Tuesday 10 September 2024

CBR16 Book 55: "Touch Not the Cat" by Mary Stewart

Page count: 400 pages
Rating: 3 stars

Nowhere Book Bingo: From the decade I was born (1970s)
Smart Bitches Book Bingo: Published in 2000 or earlier (first published 1976)
CBR16 Bingo: Vintage (published 48 years ago)

Briony Ashley is working in Portugal when she recieves word that her father has died, in what appears to be a hit-and-run accident. Her father didn't die instantly, but had time to ramble some strange and slightly mysterious things, among them a warning that Briony needs to be careful. She goes home to what is now her cottage, bordering Ashley Court, the large and expensive estate her father could really only keep by renting out parts of it to wealthy Americans, and letting the National Trust conduct guided tours in other parts of it. Briony is rather relieved that the estate will no longer be her responsibility, and doesn't begrudge her male cousins the inheritance at all.

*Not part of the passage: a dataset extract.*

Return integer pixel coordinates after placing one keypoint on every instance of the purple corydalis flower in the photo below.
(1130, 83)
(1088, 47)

However, she is a bit taken aback when she discovers that several valuable artifacts have been removed from the house. Have they been stolen?

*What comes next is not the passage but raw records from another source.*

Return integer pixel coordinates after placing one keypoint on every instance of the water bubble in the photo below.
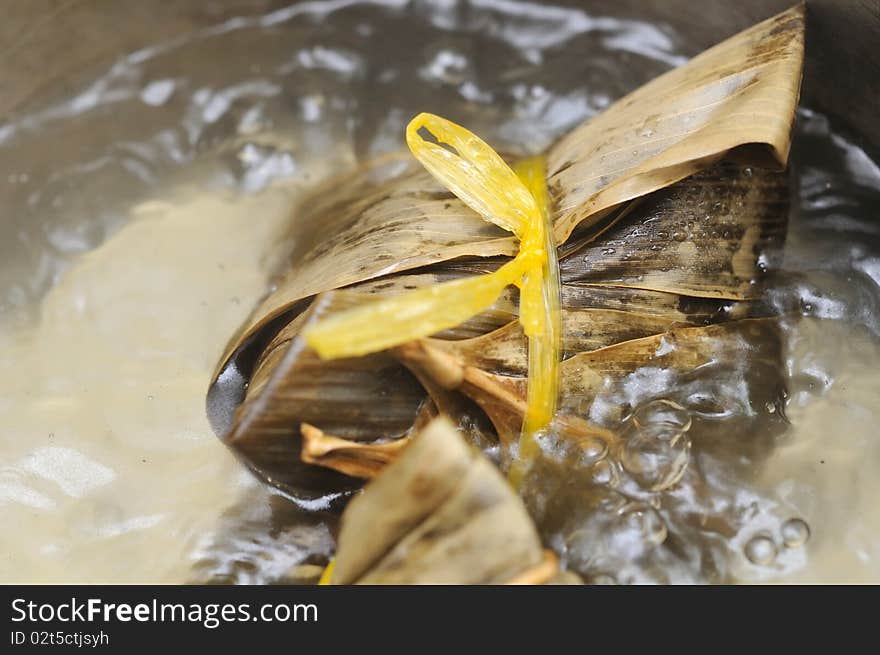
(605, 473)
(646, 522)
(656, 456)
(761, 550)
(795, 533)
(593, 449)
(662, 412)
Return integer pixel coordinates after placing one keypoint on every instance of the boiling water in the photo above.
(145, 214)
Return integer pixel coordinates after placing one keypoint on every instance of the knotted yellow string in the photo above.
(516, 201)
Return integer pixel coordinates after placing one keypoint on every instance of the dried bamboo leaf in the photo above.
(440, 514)
(359, 460)
(388, 227)
(293, 386)
(389, 217)
(741, 92)
(705, 236)
(671, 358)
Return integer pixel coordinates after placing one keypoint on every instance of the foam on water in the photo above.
(146, 213)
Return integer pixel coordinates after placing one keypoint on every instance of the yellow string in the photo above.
(516, 201)
(327, 573)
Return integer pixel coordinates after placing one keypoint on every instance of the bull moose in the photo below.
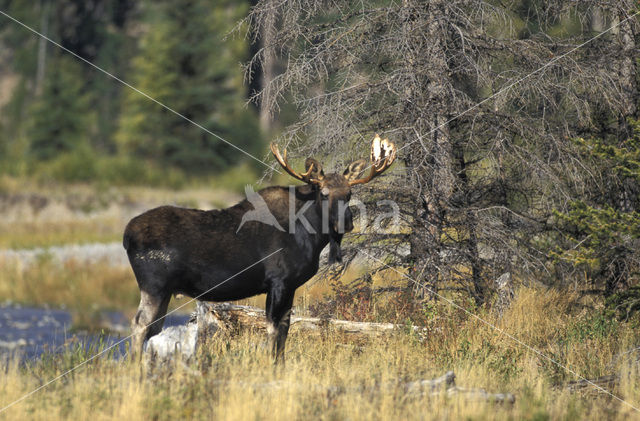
(203, 254)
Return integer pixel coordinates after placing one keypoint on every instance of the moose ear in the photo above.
(354, 169)
(317, 172)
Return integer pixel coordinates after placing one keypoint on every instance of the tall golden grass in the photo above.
(333, 376)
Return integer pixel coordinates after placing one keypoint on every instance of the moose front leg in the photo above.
(278, 309)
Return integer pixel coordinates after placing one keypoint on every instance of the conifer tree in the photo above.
(186, 63)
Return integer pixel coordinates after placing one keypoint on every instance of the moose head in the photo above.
(332, 191)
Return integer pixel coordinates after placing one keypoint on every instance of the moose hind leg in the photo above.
(148, 320)
(278, 308)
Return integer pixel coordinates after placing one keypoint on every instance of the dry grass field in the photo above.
(331, 376)
(327, 375)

It seems to be an occasional family trait in the Ashley family, going back generations, that some of them have the "sight", that grants them premonitons, and sometimes the ability to telepathically communicate with other family members. Briony has been using this gift since she was a child, able to transmit words and emotions to another, who by now she just calls 'lover' in her mind. She doesn't know the actual identity of her secret telepathic friend, but since the "sight" only seems to be shared by other Ashleys, this 'lover' is most likely one of her three male cousins. Since Briony in time also becomes convinced that one or several of these cousins were responsible for her father's untimely death, the whole telepathic soulmate that she's never actually confirmed the identity of, but who may be a close blood relation gets a bit squicky. 

I've only read one other Mary Stewart mystery, and Madam, Will You Talk? was a lot more batshit than this. In the previous novel, in between chain-smoking from waking up to literally being in bed in the evening, the heroine thought the love interest might be a murderer stalking her through Europe. Here the potential love interest's true identity isn't revealed until about two thirds of the way through, but it's strongly implied that said person may also be a murderer, and even overlooking that, he's one of Briony's cousins. 

There was a much more convoluted plot in the previous book I read, here a lot of the plot is quite slow, and while I see what the author was trying to do with the little snippets of a story from the late 19th Century included at the end of each chapter, I don't think it worked very well and felt rather unneccessary on the whole. Because I bought a whole load of Mary Stewart mysteries in an e-book sale a while back, I'm sure I'll be reading more of them eventually. At the moment, however, I finished this book mainly because it fit into three different bingo challenges. 

Judging a book by its cover: This book came out in the 1970s and consequently has had a number of covers, some of them more baffling and crazy than the next. The cover of my edition is a fairly boring one, with a grave in the foreground and some houses from an English village in the background. Nothing here screams romantic mystery with mild paranormal elements.